Все давалось ему легко. Он гордился этим. У него были уже поклонники. Ломоносов и Корсаков во всем подражали ему. Профессора были к нему благосклонны: он сразу занял первое место; у него была память, которая без всяких усилий и понимания, как в зеркале, повторяла все, что он читал. Он учился усердно. Во всем остальном он был забывчив, особенно на имена, но, казалось, был даже доволен этим.

– Этот… как его… да: Фома, никак не могу припомнить, – говорил он о дядьке Фоме и щелкал пальцами, как старик, может быть, как его дядя, новгородский губернатор.

Александр завидовал ему и побаивался.

Вальховский ночей не спал и старался также занять первое место.

Броглио лучше всех подставлял подножку, и Александр дважды чуть не попался. Броглио и Данзас были отчаянные – так их аттестовал Мартин.

Они также соревновались между собою – в наказаниях. Данзас поставил себе за правило ухмыляться, когда делал ему замечания Мартин. Монах менялся в лице при этой наглой улыбке отчаянного воспитанника. Раз найдя уязвимое место инспектора, Данзас стал злоупотреблять своею смелостью. Обычные наказания на него не действовали, и для него было найдено новое: он был одет на сутки в свой старый детский сертук, в котором прибыл в лицей. Сертук был до того узок, беден, дурно сшит, что вызвал смех и произвел действие. Форма спасала их от бедности, младенческих сертучков и штанишек, скроенных родителями. Александр, поглядев на Данзаса, радостно засмеялся. Данзас был смешон, как шут. Но он очень скоро припомнил свой собственный наряд и притих: ему ни за что не хотелось, чтобы его одели в старый сертучок.
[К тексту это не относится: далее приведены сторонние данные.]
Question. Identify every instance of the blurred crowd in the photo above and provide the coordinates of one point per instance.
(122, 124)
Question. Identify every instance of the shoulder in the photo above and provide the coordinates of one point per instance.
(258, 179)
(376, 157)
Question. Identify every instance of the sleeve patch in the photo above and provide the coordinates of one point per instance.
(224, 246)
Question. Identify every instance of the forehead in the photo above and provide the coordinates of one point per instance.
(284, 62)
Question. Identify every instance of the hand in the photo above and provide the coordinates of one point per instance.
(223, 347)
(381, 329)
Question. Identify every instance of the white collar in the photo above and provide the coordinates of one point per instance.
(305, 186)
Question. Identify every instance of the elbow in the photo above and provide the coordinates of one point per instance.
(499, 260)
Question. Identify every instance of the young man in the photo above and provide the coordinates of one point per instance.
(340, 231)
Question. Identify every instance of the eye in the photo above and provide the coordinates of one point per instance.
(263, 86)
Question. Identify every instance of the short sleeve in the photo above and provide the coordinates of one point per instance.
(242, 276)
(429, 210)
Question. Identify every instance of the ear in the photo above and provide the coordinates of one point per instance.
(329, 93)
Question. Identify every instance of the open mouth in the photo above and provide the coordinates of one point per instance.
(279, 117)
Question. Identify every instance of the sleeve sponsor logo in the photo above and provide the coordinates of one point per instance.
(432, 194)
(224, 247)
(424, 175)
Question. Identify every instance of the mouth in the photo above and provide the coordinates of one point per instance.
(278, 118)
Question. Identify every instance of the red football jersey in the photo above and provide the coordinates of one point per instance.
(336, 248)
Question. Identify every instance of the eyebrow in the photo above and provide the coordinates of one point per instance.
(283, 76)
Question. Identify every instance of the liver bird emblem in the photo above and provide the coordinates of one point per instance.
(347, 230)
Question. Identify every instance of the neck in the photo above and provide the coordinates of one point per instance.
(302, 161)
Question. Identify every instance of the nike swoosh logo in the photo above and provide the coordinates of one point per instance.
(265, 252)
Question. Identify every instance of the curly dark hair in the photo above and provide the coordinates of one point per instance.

Они повторяли заданное всегда в классной комнате, каждый за отдельной конторкой. Посредине стоял черный стол. Данзас и Броглио в наказание за нескромное поведение и особенно странные, неприличные и бессмысленные гримасы сажались гувернером Ильею за черный стол. В последнее время он перестал дожидаться с их стороны проступков и прямо усаживал их. Они привыкли к этому столу, и Данзас имел наглость заявлять, что за ним удобнее, чем за конторкой. За незнание немецких разговоров Дельвиг был однажды оставлен Гауеншилдом без завтрака, а в другой раз – за некое пренебрежение к урокам, дан ему за завтраком вместо чаю стакан воды с черным хлебом. Дельвиг в особенности был преследуем за лень.

Воспитанник Пушкин тоже бывал сажаем за черный стол в наказание за громкий смех в классе чистописания, чем г. Калинич был недоволен, и за пустые фигуры, которые чертил в классе немецкой словесности у г. Гауеншилда. Но у него не было дружбы с отчаянными. Он был угловат, диковат, ни с кем, кроме Пущина, пока не дружил.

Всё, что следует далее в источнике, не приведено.